Il renvoie à la capacité qu'a l'enfant de produire un comportement adapté à la situation en déclenchant un champ d'activation de schèmes en lien avec cette situation, que les schèmes soient pertinents ou pas. Ainsi, l'opérateur F rend compte de l'effet de champ, c'est dire la tendance de l'organisme à réduire la complexité informationnelle à un certain nombre de propriétés prégnantes suffisantes à l'élaboration d'une représentation cohérente de la situation et ce, afin d'augmenter l'efficacité du traitement cognitif. Il procède selon deux processus, l'un sensoriel (Fs), en organisant très tôt les aspects perceptifs, l'autre processuel (Fp), en modifiant le pattern final d'activation dans le but de renforcer sa cohérence. Il peut ainsi, par son souci d'économie, induire le sujet en erreur en renforçant l'activation de schèmes non pertinents lorsque l'entrée perceptive est trompeuse, comme c'est le cas pour les erreurs commises par les enfants les plus jeunes dans les épreuves de conservation. Le développement de F pourrait donc être lié au développement du répertoire de schème LC, son influence augmentant ainsi avec l'expérience.

Les opérateurs A et B

Ces opérateurs gardent encore un statut très général dans la théorie de Pascual-Leone J. car ils ont été peu étudiés et opérationnalisés par des travaux expérimentaux.
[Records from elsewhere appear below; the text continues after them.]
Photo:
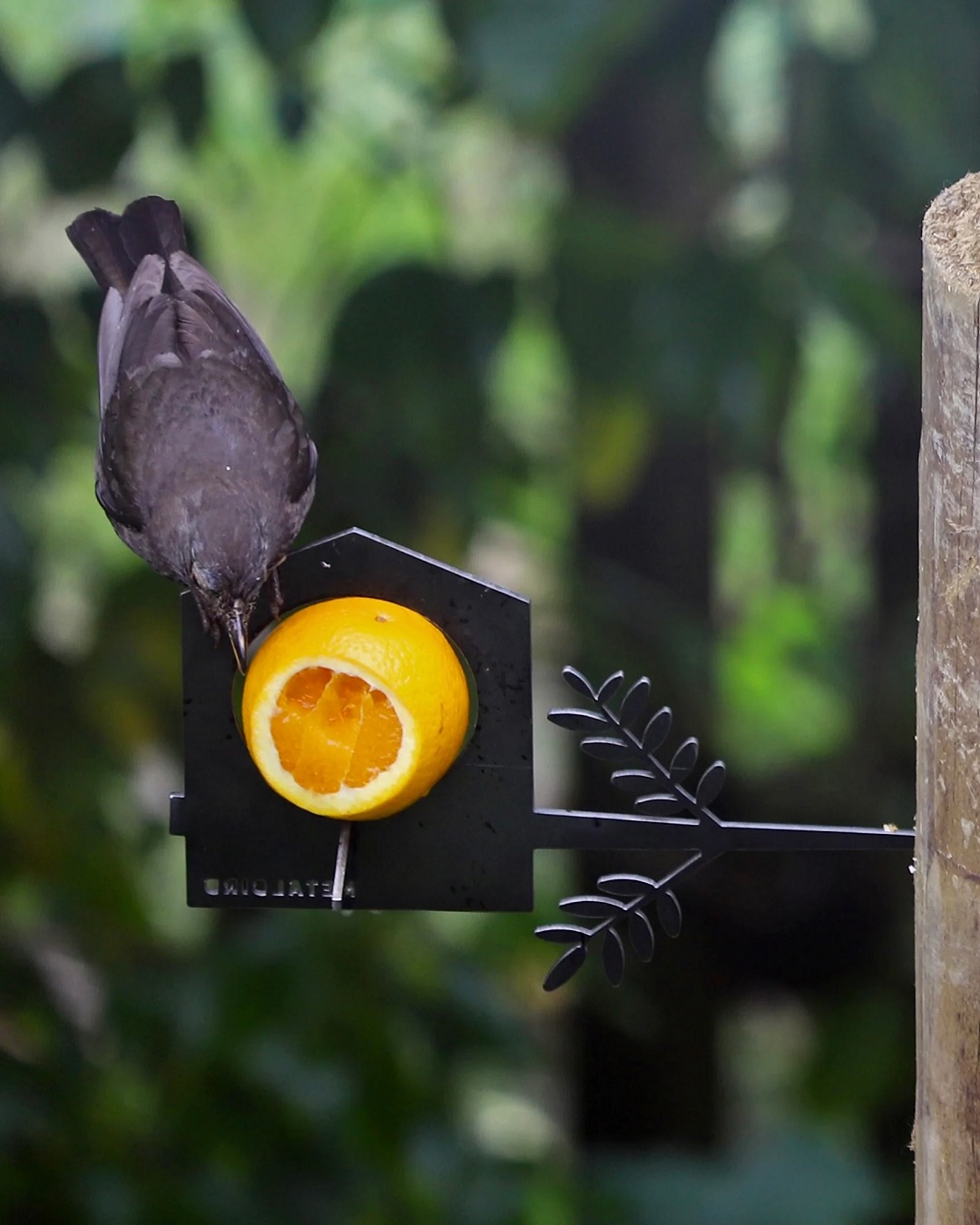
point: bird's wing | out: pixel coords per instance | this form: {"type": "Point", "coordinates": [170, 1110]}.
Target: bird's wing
{"type": "Point", "coordinates": [136, 328]}
{"type": "Point", "coordinates": [207, 312]}
{"type": "Point", "coordinates": [211, 326]}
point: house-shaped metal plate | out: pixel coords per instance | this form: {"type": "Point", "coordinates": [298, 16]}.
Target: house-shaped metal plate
{"type": "Point", "coordinates": [467, 846]}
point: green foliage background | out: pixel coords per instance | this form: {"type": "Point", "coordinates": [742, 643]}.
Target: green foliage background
{"type": "Point", "coordinates": [615, 303]}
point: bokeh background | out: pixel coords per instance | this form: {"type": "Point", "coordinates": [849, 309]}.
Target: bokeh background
{"type": "Point", "coordinates": [612, 301]}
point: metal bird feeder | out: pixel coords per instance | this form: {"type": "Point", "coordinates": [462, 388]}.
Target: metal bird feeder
{"type": "Point", "coordinates": [469, 844]}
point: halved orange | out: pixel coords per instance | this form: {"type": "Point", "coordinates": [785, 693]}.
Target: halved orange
{"type": "Point", "coordinates": [356, 707]}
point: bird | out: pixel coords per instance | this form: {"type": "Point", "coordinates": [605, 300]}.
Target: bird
{"type": "Point", "coordinates": [203, 463]}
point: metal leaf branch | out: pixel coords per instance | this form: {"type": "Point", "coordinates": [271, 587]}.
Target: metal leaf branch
{"type": "Point", "coordinates": [630, 742]}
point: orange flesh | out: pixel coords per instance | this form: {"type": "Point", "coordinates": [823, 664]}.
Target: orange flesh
{"type": "Point", "coordinates": [333, 730]}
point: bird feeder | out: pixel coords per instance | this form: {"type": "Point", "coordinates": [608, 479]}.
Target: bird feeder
{"type": "Point", "coordinates": [469, 843]}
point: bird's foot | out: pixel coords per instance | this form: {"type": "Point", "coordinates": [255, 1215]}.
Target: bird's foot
{"type": "Point", "coordinates": [276, 602]}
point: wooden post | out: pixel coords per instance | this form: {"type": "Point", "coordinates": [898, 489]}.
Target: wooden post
{"type": "Point", "coordinates": [947, 893]}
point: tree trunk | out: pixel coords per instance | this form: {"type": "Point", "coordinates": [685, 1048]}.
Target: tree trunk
{"type": "Point", "coordinates": [947, 896]}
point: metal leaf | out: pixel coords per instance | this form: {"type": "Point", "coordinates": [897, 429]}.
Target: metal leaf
{"type": "Point", "coordinates": [561, 933]}
{"type": "Point", "coordinates": [634, 702]}
{"type": "Point", "coordinates": [577, 681]}
{"type": "Point", "coordinates": [657, 730]}
{"type": "Point", "coordinates": [614, 957]}
{"type": "Point", "coordinates": [710, 784]}
{"type": "Point", "coordinates": [609, 688]}
{"type": "Point", "coordinates": [626, 885]}
{"type": "Point", "coordinates": [608, 749]}
{"type": "Point", "coordinates": [669, 913]}
{"type": "Point", "coordinates": [641, 935]}
{"type": "Point", "coordinates": [570, 962]}
{"type": "Point", "coordinates": [682, 762]}
{"type": "Point", "coordinates": [577, 720]}
{"type": "Point", "coordinates": [637, 781]}
{"type": "Point", "coordinates": [658, 805]}
{"type": "Point", "coordinates": [591, 906]}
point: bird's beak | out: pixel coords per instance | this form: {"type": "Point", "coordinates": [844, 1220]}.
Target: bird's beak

L'opérateur affectif A et l'opérateur personnel B interviendraient à différentes étapes du fonctionnement du métasujet et particulièrement au début du traitement en mobilisant les schèmes affectifs et personnels, donc en déterminant le degré d'implication du métasujet par l'expression de l'état émotionnel et la mobilisation des ressources motivationnelles (schèmes affectifs), mais aussi les croyances, les valeurs ou les styles cognitifs (schèmes personnels). En accord avec les conceptions les plus actuelles, la théorie des opérateurs constructifs retient le principe d'une cognition chaude, selon lequel le traitement cognitif d'une tâche s'effectue toujours dans un contexte affectivo-émotionnel spécifique, conjugué au cadre plus général d'un environnement social et culturel, l'ensemble constituant la marque et la singularité du style cognitif de l'enfant.